3 mistakes to avoid when packing up your parent’s home
If you are reading this, it is not an easy time for you.
You are either grieving the loss of your mum or dad, or you are in the process of moving them into a retirement village or nursing home.
Either way, working out what to do with your mum and dad’s stuff can be a tough and emotional time. And it usually has to be done while also holding down your job and looking after your kids.
If it is too much to handle by yourself, give me a call. But in the meantime, here are some tips for free.
1. Don’t underestimate how long it will take
Don’t be surprised if you and your siblings spend all Saturday and Sunday on the job, and still have to come back next weekend. And the weekend after that.

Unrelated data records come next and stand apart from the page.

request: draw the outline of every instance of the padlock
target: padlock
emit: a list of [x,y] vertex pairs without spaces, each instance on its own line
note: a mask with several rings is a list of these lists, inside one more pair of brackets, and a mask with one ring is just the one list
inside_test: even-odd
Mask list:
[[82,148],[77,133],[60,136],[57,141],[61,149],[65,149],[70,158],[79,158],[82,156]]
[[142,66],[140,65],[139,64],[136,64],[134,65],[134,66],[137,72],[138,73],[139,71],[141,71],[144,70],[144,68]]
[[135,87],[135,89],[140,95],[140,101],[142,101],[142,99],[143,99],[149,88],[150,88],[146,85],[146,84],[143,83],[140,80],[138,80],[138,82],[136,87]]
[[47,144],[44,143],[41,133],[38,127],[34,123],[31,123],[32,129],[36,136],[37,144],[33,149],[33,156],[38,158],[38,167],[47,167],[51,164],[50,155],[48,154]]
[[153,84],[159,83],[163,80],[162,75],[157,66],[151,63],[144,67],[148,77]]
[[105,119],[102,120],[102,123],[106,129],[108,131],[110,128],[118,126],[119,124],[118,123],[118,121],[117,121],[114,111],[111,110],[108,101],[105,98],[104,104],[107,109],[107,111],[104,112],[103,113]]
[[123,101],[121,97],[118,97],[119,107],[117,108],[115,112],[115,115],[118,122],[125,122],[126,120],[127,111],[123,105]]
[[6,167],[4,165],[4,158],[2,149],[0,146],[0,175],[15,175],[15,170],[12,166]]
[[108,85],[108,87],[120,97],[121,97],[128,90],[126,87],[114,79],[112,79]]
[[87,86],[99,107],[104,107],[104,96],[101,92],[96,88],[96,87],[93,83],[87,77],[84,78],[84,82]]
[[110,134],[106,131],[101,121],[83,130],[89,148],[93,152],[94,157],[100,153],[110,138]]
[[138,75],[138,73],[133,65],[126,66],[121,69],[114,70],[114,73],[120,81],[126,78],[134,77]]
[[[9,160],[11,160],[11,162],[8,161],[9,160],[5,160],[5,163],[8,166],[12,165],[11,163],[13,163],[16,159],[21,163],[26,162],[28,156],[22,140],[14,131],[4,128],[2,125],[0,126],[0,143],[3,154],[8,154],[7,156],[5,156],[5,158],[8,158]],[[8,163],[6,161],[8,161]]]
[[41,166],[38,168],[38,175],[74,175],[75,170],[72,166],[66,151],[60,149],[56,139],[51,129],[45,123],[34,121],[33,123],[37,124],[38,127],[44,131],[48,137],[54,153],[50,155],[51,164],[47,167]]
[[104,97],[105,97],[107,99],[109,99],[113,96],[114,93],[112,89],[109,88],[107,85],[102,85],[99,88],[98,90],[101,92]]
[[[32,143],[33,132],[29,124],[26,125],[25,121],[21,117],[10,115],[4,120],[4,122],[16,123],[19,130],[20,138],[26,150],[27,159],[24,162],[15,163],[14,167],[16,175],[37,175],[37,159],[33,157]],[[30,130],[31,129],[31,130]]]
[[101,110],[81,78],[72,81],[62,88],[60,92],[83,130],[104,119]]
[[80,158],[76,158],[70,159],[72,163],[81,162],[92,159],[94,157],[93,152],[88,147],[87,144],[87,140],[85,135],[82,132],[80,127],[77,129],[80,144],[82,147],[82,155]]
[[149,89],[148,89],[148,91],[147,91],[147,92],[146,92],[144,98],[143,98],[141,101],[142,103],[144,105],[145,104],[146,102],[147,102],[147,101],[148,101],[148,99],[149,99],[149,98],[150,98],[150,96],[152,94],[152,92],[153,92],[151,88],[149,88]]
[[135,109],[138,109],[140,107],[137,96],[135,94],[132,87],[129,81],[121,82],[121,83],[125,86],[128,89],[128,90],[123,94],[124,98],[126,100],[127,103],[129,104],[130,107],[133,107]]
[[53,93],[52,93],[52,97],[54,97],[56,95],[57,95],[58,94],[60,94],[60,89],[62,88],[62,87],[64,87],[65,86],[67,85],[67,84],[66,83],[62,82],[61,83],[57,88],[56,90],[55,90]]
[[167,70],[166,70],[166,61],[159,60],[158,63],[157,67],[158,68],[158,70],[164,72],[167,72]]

Depending on the circumstance, you might knock over one room per day. Start with the bathroom and laundry, because they are the easiest. But allow more time for bedrooms, then even more for the lounge room, study and garage.
It can be incredibly interesting digging up some of the relics you parents have squirrelled away, but making the decision about what to do with them can take time, even between the closest of siblings.
2. Don’t think good quality furniture holds its value
There is no getting around it, we live in a consumer society. Sadly, second hand stuff just doesn’t cut it anymore.
Yes, mum’s big dining table and matching chairs are handmade from cedar and cost six months pay when she was 25.
And yes, the internet is an amazing tool for matching a buyer with a seller.
But remember the first rule of market forces – high supply versus low demand = highway robbery.
You can certainly use Gumtree or Ebay to find people interested in old furniture, but don’t be disappointed when the $3000 dining suite only attracts one bid.
Even the charities tend to only take furniture in excellent condition.
A five step triage system works best – chuck, donate, sell, gift or keep.
3. Don’t get sentimental
OK, this is tough one. It is natural to feel sad, guilty or even angry about moving all your parent’s stuff onto the front lawn for a garage sale.
But don’t beat yourself up over decisions that simply have to be made. Or even worse, don’t avoid making decisions, otherwise the job will never get done.
Just remember, your parent’s things are only possessions, the most important things are the photos, any videos and the memories in your heart and mind.
And don’t forget, your parents had to go through the same process a generation ago.
They just didn’t have the internet to help them.